The reason for the fall in mass market has nothing to do with the mass market itself though. Revenue fell by $60M because of a fee earned from selling licensing rights to certain investors to operate games in 2017. No more fees were earned from that this year so the segment collapsed 41%. Really then, what we’re talking about is inflation of its electronic games segment reporting last year when about 60% of its revenues came from the sale of licensing rights, one of the unfair privileges of a government monopoly operation. What’s happening overall then is Nagacorp’s true reliance on VIP is being exposed, rather than anything really changing all that much structurally from 2017 to 2018.
The VIP risk is further exacerbated by the fact that most of the growth from that segment comes from China. 30% of visitors to Cambodia come from China, so Nagacorp is very prone to any future Chinese VIP crackdown or business cycle turn.
But there are other major risks here going forward besides heavy reliance on VIP business and junkets. Ownership concentration is a serious issue. CEO Tan Sri Dr Chen Lip Keong owns a whopping 66% of all shares, 43.91% directly and 21.93% through a trust. (See page 19 here.) If conditions sour on the company, he’ll be the first to start selling before anybody else does, just like GVC insiders started selling shares on a discount that led to a 20% collapse in the stock on one day.
Another thing to pay attention to is the share count. Dilution has been significant, but hidden form the charts thanks to the recent run. Earnings increased 19.6%, but earnings per share were down 32%. The share count was diluted by 76% in a year, or a total of 1.88 billion new shares issued. That’s quite a lot of dilution, and shows a fair amount of brazenness from the company. They have taken advantage of the run to raise a substantial amount of capital. This is typical behavior from a government-protected monopoly showing a bit too much confidence in success that is not all its own. This is crony capitalism, and it’s a red flag.

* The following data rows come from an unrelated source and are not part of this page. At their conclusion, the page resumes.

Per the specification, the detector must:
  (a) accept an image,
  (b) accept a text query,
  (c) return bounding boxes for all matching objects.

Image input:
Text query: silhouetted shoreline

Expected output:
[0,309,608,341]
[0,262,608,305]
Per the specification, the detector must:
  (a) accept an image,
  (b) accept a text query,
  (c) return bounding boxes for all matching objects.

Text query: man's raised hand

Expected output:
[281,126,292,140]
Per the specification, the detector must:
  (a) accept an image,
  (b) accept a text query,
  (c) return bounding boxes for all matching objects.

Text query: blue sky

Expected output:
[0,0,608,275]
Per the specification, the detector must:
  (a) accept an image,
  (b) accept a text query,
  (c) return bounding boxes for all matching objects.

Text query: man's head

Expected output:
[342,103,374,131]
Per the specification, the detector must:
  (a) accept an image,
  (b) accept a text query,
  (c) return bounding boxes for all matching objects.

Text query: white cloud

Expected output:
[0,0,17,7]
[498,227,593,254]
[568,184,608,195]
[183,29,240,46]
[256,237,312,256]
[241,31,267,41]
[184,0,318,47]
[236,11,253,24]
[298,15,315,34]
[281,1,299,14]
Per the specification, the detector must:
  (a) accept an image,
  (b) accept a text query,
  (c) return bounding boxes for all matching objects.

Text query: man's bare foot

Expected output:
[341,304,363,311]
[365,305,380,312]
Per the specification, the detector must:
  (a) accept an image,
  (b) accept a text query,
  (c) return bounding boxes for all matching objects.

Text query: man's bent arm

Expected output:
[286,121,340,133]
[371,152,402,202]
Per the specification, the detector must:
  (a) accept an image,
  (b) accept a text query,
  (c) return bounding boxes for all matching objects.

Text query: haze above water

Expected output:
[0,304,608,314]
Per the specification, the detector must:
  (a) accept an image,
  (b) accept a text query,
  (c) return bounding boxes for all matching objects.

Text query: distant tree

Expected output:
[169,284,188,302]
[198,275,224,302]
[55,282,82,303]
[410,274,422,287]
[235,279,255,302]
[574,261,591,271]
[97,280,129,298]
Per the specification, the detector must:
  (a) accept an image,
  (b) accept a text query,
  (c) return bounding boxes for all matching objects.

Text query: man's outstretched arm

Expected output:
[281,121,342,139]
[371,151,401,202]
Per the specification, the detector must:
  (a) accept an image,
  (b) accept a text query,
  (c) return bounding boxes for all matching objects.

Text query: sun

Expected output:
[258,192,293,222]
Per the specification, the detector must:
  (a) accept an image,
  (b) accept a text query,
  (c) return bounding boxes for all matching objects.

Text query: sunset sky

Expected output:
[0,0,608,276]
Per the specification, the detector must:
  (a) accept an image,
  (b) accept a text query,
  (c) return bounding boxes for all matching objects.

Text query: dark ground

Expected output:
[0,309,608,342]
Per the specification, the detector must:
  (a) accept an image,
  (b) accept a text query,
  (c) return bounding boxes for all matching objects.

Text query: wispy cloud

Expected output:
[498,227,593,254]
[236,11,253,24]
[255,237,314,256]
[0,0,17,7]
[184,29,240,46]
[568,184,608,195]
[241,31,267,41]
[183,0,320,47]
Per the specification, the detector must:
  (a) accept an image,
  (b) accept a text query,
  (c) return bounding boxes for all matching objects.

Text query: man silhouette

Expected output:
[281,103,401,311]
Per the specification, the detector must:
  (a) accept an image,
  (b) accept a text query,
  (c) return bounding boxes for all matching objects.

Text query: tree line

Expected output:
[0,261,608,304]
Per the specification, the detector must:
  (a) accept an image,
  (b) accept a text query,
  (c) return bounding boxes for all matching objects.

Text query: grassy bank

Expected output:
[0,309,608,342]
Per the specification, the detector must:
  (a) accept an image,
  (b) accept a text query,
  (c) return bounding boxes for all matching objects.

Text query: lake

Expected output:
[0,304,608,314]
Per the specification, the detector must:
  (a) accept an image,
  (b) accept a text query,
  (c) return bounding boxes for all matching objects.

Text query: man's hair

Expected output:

Worse, Cambodia is becoming a more obvious dictatorship that could start to get out of control at any time. Politics in Cambodia is incredibly authoritarian and all it takes is one charismatic leader to whip up the masses and drive the country into the ground again. The recent arrest of the opposition leader and a trade dispute with the European Union because of dictatorial behavior are dangerous signs. A country that forbids its own people from gambling while hosting rich Chinese VIPs and monopolizing the industry in a such a blatant way could even constitute a moral argument against investing in Nagacorp at all, at least in terms of buying up newly issued capital. Buying shares on the secondary market is a different story.
But in any case there’s dirt everywhere in this Nagcorp operation and it could all fall quickly for any number of reasons. Say President Trump wants to impose sanctions or something or pressures China to cut off trade for whatever reason. Surely the neocons in the Trump Administration bitten by the sanctions bug (Iran and Venezuela are already victims) wouldn’t be averse to extending those sanctions to Cambodia and pressuring China to do the same through its dollar leverage. Nagacorp revenues are in US Dollars. This risk is mentioned in its last interim report, but it’s pretty much brushed aside.
Overall, Nagacorp is an entirely crony play, with lopsided risk coming from VIPs and political dangers. It could keep climbing especially if it has initial success in Russia but the risks aren’t worth it to keep holding on here. Taking profits now on half of the position with a hard stop 10% or so below current levels for the rest is probably a good move here.